IPv6表記には省略を行うことを前提とした表記ルールがあります。 IPv6アドレスをテキストでそのまま全部書くと長くなりがちなためです。

IPv6の表記に関して注意が必要なのが、2006年に発行されたRFC 4291定義されたIPv6表記法では同じIPv6アドレスに対して複数の表記方法が存在する場合がある点です。

そのため、表記方法を統一して単純化する方法として、2010年にRFC 5952が発行されています。

RFC 4291のルール

まず、RFC 4291のルールを紹介します。 IPv6アドレス体系を規定しているRFC 4291のIPv6アドレステキスト表記ルールは以下のようになっています。

IPv6アドレスは16ビットごとに区切った表記が使われますが、それぞれの16ビットのフィールドの先頭で連続する0を省略することができます。

RFC 4291では、複数の16ビットフィールドにわたって0が続く場合に、「::」で省略しても良いという表記ルールもあります。

ただし、「::」が適用可能な16ビットフィールドが複数存在するとき、「::」を利用して省略を行って良いのは1箇所のみです。

IPv4アドレスをIPv6アドレス内に含む特殊なIPv6アドレスの表記として、以下の表記がRFC 4291で例示されています。

  • 0:0:0:0:0:0:13.1.68.3
  • 0:0:0:0:0:FFFF:129.144.52.38

上記を圧縮したもの。

  • ::13.1.68.3
  • ::FFFF:129.144.52.38

RFC 5952のルール

RFC 4291のIPv6アドレス表記ルールでは、同じIPv6アドレスに対して複数の表記方法が可能となる場合があります。

たとえば、RFC 4291ルールで同じIPv6アドレスに対して複数表記が行われる例として、RFC 5952では以下のIPv6アドレス例が記載されています。 一見それぞれ異なるもののようにも見えますが、以下は全て同じIPv6アドレスを表現したものです。

  • 2001:db8:0:0:1:0:0:1
  • 2001:0db8:0:0:1:0:0:1
  • 2001:db8::1:0:0:1
  • 2001:db8::0:1:0:0:1
  • 2001:0db8::1:0:0:1
  • 2001:db8:0:0:1::1
  • 2001:db8:0000:0:1::1
  • 2001:DB8:0:0:1::1

このような曖昧さを排除し、統一されたIPv6アドレスのテキスト表現を規定しているのが2010年8 月に発行されたRFC 5952です。

RFC 5952には以下のルールが示されています。

「::」による短縮時に可能な限り短くする

16ビット0 が連続していて「::」による短縮が可能な場合、最も短縮できる表現を利用しなくて はなりません。 たとえば、2001:db8:0:0:0:0:2:1の場合、2001:db8::2:1 と表現すべきであり、2001:db8::0:2:1と表現してはいけません。

16ビットだけのため「::」を利用してはならない

  • 正 2001:db8:0:1:1:1:1:1
  • 誤 2001:db8::1:1:1:1:1

最も大きく短縮可能な箇所に「::」を利用する

2001:0:0:1:0:0:0:1というIPv6アドレスは、16ビットの0が2つ連続する箇所と、3つ連続する箇所がありますが、最も大きく短縮可能な3連続16ビット0を「::」で短縮し、2001:0:0:1::1のようにします。

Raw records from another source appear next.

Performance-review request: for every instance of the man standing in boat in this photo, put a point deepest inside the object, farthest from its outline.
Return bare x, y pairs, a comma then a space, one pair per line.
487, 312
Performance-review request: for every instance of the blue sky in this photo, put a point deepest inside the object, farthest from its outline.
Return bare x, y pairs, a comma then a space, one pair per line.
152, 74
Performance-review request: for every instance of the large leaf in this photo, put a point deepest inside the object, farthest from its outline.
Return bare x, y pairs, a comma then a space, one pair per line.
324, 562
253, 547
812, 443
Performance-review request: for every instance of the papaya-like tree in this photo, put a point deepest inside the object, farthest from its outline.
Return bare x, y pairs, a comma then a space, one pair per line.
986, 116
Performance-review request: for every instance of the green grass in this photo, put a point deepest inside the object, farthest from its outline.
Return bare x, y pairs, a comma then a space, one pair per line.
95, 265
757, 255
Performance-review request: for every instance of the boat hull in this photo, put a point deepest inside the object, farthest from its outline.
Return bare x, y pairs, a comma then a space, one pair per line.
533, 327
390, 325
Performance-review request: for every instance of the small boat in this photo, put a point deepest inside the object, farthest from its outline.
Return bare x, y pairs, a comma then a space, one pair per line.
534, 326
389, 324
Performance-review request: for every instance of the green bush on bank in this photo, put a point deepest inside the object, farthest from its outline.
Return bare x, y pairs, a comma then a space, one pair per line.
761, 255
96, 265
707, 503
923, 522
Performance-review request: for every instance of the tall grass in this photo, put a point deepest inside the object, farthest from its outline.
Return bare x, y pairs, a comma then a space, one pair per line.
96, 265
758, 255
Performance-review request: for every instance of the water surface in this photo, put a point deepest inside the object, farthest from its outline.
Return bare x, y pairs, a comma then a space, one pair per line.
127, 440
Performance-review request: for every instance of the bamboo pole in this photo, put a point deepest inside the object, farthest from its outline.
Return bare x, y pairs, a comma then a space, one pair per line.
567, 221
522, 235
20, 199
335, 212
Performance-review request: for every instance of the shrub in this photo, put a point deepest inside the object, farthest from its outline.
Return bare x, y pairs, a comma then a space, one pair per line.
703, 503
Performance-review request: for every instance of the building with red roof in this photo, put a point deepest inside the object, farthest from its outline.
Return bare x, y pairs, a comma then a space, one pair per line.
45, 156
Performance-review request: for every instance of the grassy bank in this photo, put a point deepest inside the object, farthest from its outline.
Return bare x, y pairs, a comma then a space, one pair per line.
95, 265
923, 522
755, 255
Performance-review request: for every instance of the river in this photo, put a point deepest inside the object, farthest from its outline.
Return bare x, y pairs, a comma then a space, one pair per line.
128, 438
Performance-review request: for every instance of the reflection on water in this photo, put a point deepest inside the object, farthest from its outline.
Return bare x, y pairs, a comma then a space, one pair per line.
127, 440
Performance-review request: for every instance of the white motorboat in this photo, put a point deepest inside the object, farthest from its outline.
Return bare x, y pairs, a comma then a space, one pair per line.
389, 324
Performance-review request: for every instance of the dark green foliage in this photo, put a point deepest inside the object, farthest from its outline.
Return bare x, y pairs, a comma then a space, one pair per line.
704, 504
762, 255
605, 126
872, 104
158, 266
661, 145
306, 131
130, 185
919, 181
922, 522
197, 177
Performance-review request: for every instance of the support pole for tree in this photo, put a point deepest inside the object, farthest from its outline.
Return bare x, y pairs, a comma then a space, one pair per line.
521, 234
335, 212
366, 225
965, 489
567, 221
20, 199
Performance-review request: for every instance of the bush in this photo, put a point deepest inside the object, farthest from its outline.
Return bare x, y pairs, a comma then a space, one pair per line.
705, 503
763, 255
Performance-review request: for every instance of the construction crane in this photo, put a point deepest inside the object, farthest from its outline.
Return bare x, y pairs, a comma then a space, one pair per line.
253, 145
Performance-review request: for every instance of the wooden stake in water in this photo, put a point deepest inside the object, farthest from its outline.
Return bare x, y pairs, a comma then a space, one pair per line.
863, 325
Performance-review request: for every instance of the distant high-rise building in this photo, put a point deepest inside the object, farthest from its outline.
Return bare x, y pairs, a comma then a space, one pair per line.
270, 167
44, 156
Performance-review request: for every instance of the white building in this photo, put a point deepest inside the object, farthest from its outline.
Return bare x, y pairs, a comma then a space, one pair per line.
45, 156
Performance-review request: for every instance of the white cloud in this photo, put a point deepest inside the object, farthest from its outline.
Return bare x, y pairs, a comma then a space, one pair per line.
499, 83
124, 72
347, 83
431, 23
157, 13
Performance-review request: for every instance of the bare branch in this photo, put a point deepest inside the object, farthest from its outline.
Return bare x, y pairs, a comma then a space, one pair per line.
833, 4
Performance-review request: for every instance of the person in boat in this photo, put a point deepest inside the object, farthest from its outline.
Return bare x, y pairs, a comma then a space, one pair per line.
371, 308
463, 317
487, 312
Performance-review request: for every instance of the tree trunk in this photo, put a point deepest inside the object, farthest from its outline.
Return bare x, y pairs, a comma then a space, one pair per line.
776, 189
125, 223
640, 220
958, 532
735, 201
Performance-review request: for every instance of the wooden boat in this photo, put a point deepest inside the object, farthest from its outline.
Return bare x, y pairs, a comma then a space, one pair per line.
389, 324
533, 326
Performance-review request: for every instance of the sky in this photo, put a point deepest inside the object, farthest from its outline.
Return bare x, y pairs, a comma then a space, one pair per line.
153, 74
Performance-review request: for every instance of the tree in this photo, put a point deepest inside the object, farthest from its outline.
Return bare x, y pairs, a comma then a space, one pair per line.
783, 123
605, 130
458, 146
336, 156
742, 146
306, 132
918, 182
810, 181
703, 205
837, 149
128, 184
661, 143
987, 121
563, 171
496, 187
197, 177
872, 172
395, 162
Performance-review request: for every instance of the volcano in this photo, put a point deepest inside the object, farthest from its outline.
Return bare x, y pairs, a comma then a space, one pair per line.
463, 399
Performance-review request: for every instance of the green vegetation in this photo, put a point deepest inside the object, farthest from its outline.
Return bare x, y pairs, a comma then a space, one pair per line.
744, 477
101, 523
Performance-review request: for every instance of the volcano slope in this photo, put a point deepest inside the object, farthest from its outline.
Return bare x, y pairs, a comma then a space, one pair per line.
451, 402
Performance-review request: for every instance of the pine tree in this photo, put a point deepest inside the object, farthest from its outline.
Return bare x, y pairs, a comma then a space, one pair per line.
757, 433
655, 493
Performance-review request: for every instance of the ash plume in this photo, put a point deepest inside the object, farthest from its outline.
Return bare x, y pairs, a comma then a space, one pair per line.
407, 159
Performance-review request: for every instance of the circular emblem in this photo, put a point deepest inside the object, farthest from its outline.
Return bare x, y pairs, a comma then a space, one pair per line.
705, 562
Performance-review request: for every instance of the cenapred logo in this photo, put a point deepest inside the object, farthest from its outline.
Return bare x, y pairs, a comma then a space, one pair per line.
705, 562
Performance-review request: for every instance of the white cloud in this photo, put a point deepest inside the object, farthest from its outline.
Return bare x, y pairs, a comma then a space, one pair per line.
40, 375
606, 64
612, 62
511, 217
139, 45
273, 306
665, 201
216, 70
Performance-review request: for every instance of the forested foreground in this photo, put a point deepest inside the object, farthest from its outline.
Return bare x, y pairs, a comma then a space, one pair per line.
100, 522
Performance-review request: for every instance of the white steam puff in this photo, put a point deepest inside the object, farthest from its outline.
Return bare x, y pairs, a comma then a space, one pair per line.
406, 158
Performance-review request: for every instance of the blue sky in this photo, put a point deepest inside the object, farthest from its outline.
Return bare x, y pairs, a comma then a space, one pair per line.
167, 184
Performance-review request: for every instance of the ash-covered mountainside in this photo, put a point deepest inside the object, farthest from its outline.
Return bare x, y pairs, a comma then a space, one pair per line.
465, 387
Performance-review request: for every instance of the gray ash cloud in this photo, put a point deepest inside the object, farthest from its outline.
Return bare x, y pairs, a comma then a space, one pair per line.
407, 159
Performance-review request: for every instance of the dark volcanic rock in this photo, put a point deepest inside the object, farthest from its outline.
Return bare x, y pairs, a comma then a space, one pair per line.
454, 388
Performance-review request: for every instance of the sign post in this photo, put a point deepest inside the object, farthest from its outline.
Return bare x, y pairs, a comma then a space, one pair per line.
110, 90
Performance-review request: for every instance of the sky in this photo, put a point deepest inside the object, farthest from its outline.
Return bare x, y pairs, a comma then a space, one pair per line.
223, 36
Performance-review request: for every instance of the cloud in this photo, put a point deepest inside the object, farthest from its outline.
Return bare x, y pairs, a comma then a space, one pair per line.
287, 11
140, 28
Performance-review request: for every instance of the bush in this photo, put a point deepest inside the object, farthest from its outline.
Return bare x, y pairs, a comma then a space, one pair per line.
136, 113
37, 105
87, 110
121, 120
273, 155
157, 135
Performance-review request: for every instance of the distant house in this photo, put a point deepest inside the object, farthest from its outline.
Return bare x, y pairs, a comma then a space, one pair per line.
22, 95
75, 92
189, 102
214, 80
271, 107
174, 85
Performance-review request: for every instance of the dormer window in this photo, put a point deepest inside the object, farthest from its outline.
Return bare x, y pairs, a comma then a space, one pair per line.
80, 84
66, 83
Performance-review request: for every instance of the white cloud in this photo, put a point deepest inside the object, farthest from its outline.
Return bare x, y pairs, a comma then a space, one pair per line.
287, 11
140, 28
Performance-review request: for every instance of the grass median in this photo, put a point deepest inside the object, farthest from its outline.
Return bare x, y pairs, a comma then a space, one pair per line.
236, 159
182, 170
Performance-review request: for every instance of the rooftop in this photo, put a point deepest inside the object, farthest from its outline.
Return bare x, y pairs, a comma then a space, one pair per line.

同じ長さの16ビットの0フィールドが複数ある場合には最初の箇所に「::」を利用する

同じ長さの16ビット0がある場合、最初に登場する16ビット0を「::」で短縮して、2001:db8::1:0:0:1のようにします。

大文字ではなく小文字を利用する

16進数表現の10-15を表現するローマ字表記として大文字ではなく小文字を利用します。 abcdefを利用し、ABCDEFを利用しないように注意しましょう。

特殊IPv6アドレスでの利用

IPv4射影IPv6アドレス(IPv4-Mapped IPv6 Address)では「::ffff:192.0.2.1」のような表現を利用します。 先頭にある0が続く部分に関しては「::」で省略し、「0:0:0:0:0:ffff:192.0.2.1」のような表現を利用しないことが求められます。

ポート番号との表記

RFC 5952では、IPv6アドレスとポート番号を表現するときのありがちな例として以下のようなものが紹介されていますが、IPv6アドレスとポート番号を「:」で区切る上から2番面の表現は推奨されていないとしてあります。

推奨されているのは、IPv6アドレス部分を[] (鉤括弧)で囲った一番上の例です。 []でIPv6アドレス部分を囲った表現はRFC 3986でも利用されています。 Webブラウザなど、非常に多くのアプリケーションが、この[]を利用した表記を採用しています。

  • [2001:db8::1]:80
  • 2001:db8::1:80 (この方法は推奨されません)
  • 2001:db8::1.80
  • 2001:db8::1 port 80
  • 2001:db8::1p80
  • 2001:db8::1#80

注意点

RFC 5952は、人間が混乱しないための表記方法を提案するものであり、データベース内などで利 用するためのものではありません。 RFC 5952は、テキストとしてIPv6アドレス情報を出力するときに読みやすい方法にしましょうという話であって、文字列をパースするときの条件を示したものではないのです。

そのため、文字列で表現されたIPv6アドレスをパースするアプリケーションを作る場合には、RFC 4291に従った表記を正しく処理できるようにする必要があります。